Two NIU psychology professors are using a $1.5 million federal grant to develop an automated online test for reading comprehension. The test will measure not only how well college and high school students understood the text they read, but will also pinpoint areas where comprehension breaks down.


NIU physicists are playing key roles in the world’s most ambitious physics experiment: The “D-Zero” project at Fermilab explores the subatomic universe using the world’s most powerful particle accelerator. NIU professor Gerald Blazey has served as spokesman for the project, which involves more than 600 researchers from 40 universities around the world.


Scientists at the Northern Illinois Center for Accelerator and Detector Development (NICADD) have developed a prototype sub-detector for the proposed International Linear Collider (ILC). The new technology is so sensitive that it can detect single photons of light with high efficiency. The proposed linear, or straight-line, collider represents the next generation of particle accelerators, which smash together tiny bits of invisible matter to produce new particles. The experiments help researchers identify and understand the most basic building blocks of nature and the structure of the microscopic universe.

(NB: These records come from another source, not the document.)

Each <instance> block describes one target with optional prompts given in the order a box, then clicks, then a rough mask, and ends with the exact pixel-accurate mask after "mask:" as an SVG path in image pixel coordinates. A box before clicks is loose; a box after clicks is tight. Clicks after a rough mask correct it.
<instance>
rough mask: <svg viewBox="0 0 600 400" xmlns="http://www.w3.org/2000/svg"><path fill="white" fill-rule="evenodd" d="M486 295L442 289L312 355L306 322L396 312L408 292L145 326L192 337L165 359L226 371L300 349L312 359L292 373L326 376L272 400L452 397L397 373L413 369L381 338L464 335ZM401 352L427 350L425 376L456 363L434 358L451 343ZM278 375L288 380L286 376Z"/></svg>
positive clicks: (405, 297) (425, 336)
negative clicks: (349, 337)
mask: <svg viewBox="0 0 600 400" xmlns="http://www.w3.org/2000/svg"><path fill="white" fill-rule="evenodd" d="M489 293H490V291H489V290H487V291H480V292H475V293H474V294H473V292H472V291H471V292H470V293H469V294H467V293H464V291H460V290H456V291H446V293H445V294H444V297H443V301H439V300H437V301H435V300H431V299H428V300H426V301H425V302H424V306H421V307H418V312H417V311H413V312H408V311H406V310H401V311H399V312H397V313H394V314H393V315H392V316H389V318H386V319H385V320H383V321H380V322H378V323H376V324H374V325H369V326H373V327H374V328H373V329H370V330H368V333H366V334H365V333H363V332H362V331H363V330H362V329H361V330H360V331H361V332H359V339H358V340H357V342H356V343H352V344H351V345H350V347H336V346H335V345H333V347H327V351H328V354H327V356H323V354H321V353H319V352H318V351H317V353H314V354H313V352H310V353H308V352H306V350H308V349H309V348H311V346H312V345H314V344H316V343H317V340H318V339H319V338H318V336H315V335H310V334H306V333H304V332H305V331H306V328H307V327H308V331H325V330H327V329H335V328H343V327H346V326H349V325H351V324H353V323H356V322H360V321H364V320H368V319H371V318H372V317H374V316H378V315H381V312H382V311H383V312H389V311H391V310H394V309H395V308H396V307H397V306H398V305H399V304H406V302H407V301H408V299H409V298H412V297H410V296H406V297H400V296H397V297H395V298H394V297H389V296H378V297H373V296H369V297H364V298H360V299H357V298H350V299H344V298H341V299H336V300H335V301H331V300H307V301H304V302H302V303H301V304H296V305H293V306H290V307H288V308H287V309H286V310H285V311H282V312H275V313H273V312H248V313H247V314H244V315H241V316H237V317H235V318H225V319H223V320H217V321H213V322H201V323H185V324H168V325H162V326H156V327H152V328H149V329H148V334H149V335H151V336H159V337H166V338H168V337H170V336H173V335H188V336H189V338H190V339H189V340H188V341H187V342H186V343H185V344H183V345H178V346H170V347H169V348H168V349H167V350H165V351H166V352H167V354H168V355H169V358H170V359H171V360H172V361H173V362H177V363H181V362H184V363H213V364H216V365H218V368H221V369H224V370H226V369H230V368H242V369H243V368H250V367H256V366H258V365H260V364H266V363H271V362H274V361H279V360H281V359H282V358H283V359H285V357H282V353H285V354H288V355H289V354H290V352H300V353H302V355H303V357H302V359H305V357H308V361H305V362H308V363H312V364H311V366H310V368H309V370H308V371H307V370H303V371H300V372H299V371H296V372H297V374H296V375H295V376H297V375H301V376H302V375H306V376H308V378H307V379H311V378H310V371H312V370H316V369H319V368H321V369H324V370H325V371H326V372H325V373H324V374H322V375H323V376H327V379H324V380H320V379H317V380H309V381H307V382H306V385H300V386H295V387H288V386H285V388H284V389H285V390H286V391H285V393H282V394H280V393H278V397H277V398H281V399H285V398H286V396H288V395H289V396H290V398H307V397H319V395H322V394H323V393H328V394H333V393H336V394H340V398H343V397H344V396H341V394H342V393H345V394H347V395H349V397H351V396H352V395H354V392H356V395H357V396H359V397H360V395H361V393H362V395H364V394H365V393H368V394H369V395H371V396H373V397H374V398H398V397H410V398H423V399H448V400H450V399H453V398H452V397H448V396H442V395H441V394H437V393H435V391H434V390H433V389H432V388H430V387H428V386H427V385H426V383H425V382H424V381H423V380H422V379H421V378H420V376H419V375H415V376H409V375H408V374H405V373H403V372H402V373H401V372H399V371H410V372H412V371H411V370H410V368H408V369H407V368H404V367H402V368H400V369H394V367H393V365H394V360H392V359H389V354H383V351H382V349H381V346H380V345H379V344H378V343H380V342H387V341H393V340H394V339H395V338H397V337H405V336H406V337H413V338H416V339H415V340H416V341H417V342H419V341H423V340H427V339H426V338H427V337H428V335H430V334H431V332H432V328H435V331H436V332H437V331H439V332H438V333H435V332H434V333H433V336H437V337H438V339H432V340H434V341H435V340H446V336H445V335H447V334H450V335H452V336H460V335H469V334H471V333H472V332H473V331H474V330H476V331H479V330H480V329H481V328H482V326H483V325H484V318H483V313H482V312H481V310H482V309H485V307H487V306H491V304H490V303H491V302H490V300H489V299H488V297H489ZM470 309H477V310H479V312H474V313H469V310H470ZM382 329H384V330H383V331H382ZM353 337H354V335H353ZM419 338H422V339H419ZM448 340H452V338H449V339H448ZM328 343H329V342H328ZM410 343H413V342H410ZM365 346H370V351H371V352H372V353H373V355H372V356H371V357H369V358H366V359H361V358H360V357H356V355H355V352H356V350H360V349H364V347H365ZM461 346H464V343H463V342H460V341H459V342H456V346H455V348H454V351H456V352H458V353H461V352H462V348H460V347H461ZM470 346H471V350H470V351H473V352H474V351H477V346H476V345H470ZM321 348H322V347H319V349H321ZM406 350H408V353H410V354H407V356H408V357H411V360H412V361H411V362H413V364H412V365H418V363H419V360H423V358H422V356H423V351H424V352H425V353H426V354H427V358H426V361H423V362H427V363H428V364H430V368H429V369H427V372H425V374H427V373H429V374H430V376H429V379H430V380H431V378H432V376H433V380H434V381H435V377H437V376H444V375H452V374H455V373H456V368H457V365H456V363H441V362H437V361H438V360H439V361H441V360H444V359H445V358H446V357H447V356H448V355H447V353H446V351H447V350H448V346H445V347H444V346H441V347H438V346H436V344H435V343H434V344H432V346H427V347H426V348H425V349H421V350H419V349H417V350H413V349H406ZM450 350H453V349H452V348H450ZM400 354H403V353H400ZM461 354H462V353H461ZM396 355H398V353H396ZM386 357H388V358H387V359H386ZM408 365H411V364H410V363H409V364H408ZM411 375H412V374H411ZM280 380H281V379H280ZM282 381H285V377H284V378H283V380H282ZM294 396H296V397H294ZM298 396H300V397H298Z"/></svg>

A team of researchers at Argonne National Laboratory led by NIU physicist Zhili Xiao has developed an ultra-fast hydrogen sensor that will greatly increase safety for future hydrogen-powered buses, cars and space applications. The sensor was tapped as one of the world’s top 200 scientific and technological innovations for 2005, as judged by R&D Magazine.


NIU President John Peters is serving on a blue-ribbon task force created by Gov. Rod Blagojevich to support Argonne National Laboratory in its bid for a $1 billion accelerator project. Landing the proposed Rare Isotope Accelerator would create thousands of construction jobs and hundreds of permanent high-tech research positions.


The U.S. Department of Education awarded the Center for Southeast Asian Studies at Northern Illinois University with a $1.7 million grant for its continued program and worldwide outreach efforts. The award is a renewal of the Center’s Title VI Undergraduate National Resource Center Grant, supporting efforts to increase the national capacity of trained specialists in world languages and cultures. With 45 faculty associates and staff specialists, the Center for Southeast Asian Studies is recognized internationally for its scholarship and resources.